最後の大仕事が終わり、領主や此処で知り合った者達に見送られてシズカが引く馬車で街を後にした俺の気持ちは……。


「うぷっ……気持ち悪い飲み過ぎた。」

「お父さん大丈夫?」

「ユウがそこまでする必要は有りませんのに、もう少し考えて行動した方が宜しいですわよ?」

「優君のそういうとこは訓練では変わらなかったようで僕は残念だよ。」


「キュウ?」


優しく俺の背を擦ってくれるシュキはやはり天使だ、お父さんできる娘を持てて幸せです。

癒しはシズカとシュキだね。

あきれ果てた目で俺を見る二人とは大違いだ、仕方ないだろ?兵士処か役人までぞろぞろ来たんだ、日本は断るのが苦手なのです。


「それで遺跡のある山に向かっているようですけど?」

「ワイバーン殺す?」

「今の俺だとワイバーンに殺される自信があるぞ。」

「すぐに分かるよ。」


サークには考えがあるようだ、山に向かう道が二股に別れて最短距離は森を抜ける道みたいだ。


ギャァァギャァァ!!

グルル!!


「俺の本能が森は危険と叫んでるんですけど!。」

「木が空飛んでる。」

「きっとレッドゴングと飛竜が戦ってるんですわ。教会で聞きましたけどあの森は危険度Aランクの魔物が繁殖期に集まる場所で人が森に入らない限りは襲われないようですが…。」


「優君の本能は魔物の声で目覚める寝坊助なんだね。まぁ心配しないで大丈夫だよ。」


サークは怖がるシズカに何かを食べさせると怖がっていたのが嘘のように元気いっぱいで森に突入した。

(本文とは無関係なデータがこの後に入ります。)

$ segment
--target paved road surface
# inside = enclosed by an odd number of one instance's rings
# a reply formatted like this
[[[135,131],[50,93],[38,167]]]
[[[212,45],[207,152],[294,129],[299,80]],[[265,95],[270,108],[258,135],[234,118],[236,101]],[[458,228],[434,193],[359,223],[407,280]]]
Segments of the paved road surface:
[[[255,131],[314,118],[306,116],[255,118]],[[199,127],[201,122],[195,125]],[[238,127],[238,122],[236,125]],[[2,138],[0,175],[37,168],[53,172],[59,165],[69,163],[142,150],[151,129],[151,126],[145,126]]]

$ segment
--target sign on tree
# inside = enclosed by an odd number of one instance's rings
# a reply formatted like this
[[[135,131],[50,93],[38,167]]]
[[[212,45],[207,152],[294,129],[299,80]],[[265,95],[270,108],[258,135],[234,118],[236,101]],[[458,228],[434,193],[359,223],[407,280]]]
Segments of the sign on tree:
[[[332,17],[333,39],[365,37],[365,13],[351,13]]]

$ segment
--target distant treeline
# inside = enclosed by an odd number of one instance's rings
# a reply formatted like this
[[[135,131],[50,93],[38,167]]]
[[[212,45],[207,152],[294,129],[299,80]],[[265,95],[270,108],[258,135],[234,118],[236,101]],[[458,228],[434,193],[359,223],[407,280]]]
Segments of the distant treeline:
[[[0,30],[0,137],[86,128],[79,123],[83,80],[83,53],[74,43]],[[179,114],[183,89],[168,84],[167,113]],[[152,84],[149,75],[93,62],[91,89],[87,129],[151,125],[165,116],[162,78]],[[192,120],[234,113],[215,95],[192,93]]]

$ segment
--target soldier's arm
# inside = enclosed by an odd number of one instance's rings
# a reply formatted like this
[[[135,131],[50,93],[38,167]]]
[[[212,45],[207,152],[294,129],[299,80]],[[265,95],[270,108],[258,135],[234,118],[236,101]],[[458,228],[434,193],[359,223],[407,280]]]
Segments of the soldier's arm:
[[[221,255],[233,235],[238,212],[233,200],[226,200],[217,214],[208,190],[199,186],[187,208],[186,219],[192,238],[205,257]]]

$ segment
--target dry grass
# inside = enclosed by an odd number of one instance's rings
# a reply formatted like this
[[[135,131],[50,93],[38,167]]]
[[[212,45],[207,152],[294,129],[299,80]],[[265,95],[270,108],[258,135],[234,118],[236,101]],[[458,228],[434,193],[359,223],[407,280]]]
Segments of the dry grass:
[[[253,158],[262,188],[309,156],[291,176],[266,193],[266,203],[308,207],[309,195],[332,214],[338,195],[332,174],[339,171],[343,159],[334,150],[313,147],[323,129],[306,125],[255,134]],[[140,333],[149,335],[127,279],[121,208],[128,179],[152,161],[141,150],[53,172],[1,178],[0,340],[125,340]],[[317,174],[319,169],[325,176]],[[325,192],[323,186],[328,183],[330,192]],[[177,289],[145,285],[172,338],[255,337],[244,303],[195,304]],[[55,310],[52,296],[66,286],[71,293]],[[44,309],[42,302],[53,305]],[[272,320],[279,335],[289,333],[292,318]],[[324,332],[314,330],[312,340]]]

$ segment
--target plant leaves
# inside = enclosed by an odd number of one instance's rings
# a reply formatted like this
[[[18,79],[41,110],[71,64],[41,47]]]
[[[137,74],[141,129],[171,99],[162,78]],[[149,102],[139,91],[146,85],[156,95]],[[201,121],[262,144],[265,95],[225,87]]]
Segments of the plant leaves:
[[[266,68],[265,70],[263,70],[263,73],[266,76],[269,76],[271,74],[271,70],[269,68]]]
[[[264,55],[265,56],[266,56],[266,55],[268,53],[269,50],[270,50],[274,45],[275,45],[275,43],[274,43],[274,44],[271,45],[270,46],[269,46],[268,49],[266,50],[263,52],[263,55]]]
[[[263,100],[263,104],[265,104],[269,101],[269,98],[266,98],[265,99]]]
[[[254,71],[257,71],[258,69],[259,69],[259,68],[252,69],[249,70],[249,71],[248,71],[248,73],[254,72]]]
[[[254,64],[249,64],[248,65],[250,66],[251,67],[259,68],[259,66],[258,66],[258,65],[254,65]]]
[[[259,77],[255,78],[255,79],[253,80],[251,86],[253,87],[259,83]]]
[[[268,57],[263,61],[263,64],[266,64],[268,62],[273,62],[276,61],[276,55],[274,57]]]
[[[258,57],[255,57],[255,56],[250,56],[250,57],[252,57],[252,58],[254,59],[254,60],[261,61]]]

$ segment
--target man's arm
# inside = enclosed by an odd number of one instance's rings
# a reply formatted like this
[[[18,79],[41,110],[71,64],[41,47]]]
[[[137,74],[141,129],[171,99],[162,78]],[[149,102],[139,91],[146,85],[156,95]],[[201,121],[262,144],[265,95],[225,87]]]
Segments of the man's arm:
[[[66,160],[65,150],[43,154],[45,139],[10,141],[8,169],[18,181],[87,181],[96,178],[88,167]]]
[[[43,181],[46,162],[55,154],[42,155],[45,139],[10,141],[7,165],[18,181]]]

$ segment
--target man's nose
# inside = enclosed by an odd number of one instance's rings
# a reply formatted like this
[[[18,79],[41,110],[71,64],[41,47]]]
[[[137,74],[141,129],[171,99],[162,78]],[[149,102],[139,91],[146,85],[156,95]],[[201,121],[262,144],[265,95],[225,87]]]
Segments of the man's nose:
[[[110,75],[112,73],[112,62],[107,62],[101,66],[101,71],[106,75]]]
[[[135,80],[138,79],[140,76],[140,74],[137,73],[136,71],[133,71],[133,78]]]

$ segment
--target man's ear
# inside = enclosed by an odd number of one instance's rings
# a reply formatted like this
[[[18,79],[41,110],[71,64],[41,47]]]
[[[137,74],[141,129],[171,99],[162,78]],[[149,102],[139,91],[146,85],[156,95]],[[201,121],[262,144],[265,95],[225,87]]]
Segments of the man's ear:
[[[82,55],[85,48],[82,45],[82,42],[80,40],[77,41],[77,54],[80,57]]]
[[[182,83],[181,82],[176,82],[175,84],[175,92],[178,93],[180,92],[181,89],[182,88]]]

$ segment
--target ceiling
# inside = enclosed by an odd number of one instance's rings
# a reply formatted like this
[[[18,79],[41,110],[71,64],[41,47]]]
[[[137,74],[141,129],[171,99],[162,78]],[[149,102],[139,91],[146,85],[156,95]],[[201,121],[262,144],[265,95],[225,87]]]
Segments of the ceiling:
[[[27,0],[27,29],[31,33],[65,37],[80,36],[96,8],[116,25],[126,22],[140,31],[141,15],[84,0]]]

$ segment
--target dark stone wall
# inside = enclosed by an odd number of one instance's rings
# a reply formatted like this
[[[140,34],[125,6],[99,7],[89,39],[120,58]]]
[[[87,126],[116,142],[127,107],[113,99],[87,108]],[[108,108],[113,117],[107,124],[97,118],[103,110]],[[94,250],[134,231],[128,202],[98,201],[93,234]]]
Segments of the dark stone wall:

森の中は薄暗く地鳴りと凶暴な叫び声が響き渡っている。


「なにやら違和感だらけの森ですわね?」

「ドラゴンでる?」

「?!、今あっちでドバッと何か飛び散ったぞ!?大丈夫なのか!!」


「大丈夫さ、………馬車を降りなければね。」


そう言ってサークがどこからか取り出した骨付き肉を空高く投げると驚異的な光景がみえた。


パシ!

「キキ!」

バグ!

「シュシュ!」

ガシ!

「ガー!!」

ガツ!!

「グルル!!」



猿⇒大蛇⇒ワイバーン⇒ドラゴンと食物連鎖を目撃して口をあんぐりと空けているしかない衝撃的を受けた。


絶対降りないぞ !!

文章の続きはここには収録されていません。